No podría haber habido un mejor momento para que me diagnosticaran EM que 2013. Ese año la Administración de Alimentos y Medicinas de Estados Unidos aprobó el dimetilfumarato, un fármaco de uso oral contra la EM que desde hacía décadas se recetaba para tratar la psoriasis. El problema es que aunque ayuda a prevenir ataques, no repara el daño existente. Soy afortunada de poder trabajar en casa algunos días, porque sin esos respiros dudo que pudiera hacerlo la jornada completa.
Sentar a Oliver en su silla para auto a veces me cansa tanto, que después de abrochar las correas me quedo en el asiento trasero junto a él y cierro los ojos cinco minutos. Esas pausas me parecen una cruel bendición. La enfermedad me obliga a detenerme, pero esto me permite sentarme y escuchar a mi hijo cantar. Para él, estoy más presente ahora.
Esos momentos también hacen que recuerde con preocupación que me voy a convertir en una carga. Mientras lo escribo, puedo ver a Chris negándolo. Me diría que esto es lo que él eligió hace casi 20 años, y sé que está convencido de ello.
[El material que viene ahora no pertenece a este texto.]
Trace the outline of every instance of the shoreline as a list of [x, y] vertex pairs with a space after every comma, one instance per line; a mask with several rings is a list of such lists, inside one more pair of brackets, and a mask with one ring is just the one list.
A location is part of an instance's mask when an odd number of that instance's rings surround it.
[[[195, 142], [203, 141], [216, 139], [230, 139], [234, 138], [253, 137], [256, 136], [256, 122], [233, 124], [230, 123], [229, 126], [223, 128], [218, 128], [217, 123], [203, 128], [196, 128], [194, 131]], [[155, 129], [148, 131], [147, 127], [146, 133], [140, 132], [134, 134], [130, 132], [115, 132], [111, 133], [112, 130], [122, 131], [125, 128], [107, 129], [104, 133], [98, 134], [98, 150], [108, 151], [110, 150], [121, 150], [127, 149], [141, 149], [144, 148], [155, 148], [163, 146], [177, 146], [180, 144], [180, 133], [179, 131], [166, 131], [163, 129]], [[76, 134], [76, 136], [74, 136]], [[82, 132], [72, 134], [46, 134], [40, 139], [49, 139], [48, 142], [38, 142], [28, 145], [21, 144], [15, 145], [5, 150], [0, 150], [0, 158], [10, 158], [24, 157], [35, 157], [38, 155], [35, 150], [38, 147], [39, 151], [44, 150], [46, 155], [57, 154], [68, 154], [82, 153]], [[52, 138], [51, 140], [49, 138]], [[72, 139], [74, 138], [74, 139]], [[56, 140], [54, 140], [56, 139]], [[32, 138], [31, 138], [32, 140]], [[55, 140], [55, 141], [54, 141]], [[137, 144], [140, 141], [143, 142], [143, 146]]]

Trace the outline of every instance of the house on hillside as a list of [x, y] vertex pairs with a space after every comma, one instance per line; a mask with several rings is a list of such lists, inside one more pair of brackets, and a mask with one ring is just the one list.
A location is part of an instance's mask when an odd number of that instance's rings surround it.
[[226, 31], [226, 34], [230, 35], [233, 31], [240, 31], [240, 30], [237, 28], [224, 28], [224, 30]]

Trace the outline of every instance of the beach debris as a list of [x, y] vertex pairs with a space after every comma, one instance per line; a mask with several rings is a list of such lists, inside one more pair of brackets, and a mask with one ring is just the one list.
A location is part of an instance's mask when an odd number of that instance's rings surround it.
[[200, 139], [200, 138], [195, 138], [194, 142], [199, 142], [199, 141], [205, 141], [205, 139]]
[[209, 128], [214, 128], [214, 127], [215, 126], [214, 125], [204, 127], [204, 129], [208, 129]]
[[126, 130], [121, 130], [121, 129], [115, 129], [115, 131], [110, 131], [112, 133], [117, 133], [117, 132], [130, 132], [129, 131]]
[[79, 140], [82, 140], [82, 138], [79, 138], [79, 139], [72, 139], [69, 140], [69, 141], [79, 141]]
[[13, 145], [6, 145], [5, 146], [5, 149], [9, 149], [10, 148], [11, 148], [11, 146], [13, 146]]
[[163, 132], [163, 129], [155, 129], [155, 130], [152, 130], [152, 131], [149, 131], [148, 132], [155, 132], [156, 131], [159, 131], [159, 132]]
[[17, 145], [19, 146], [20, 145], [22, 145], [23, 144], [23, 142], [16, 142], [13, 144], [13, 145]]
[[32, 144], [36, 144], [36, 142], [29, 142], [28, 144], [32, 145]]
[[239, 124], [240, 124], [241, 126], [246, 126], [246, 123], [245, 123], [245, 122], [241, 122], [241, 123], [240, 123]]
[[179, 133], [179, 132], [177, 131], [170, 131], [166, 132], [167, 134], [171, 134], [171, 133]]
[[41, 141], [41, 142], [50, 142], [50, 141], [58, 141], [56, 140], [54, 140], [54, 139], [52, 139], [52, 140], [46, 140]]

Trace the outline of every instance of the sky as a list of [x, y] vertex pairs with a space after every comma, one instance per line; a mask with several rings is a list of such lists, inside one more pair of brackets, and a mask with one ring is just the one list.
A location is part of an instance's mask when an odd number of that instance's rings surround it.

En febrero de 2014 me hicieron una nueva prueba de resonancia magnética. Mientras me deslizaba dentro de la máquina, pensé en qué había cambiado desde la última vez que estuve metida en ese tubo. Ahora, después de acostar al niño, le decía a Chris qué me dolía, qué partes de mi cuerpo estaban mejor y cuáles entumecidas. Juntos analizábamos los síntomas y pensábamos en formas de mantenerme lo más sana posible.
Estoy aprendiendo también a tomar decisiones con el corazón, a dedicar más tiempo a mi familia y a reír con ella, a concentrarme en las personas y las cosas que me hacen sentir feliz y fuerte, y a alejarme de las que no.
Por fortuna, la resonancia magnética no reveló nada nuevo. Las lesiones seguían allí, pero la medicación parecía estar funcionando.
Tras recibir los resultados, salimos a dar un paseo. Oliver insistió en dejar su cochecito e intentar caminar. Le señalé una parte dispareja del suelo para que no fuera a tropezar. Eso es algo que Chris habitualmente hace conmigo. Fue entonces cuando el niño alzó la mano y, por primera vez, buscó la mía para apoyarse.
El tiempo se detuvo, y miré a Chris, quien sonreía. Estábamos en el mismo lugar por el que habíamos caminado el día que recibí el diagnóstico. Ahora era yo quien sostenía la mano de mi hijo para ayudarlo a caminar. De repente me di cuenta de que tenerlos a mi lado me hacía sentir fuerte otra vez, y eso significaba que éramos, y seguimos siendo, una familia fuerte.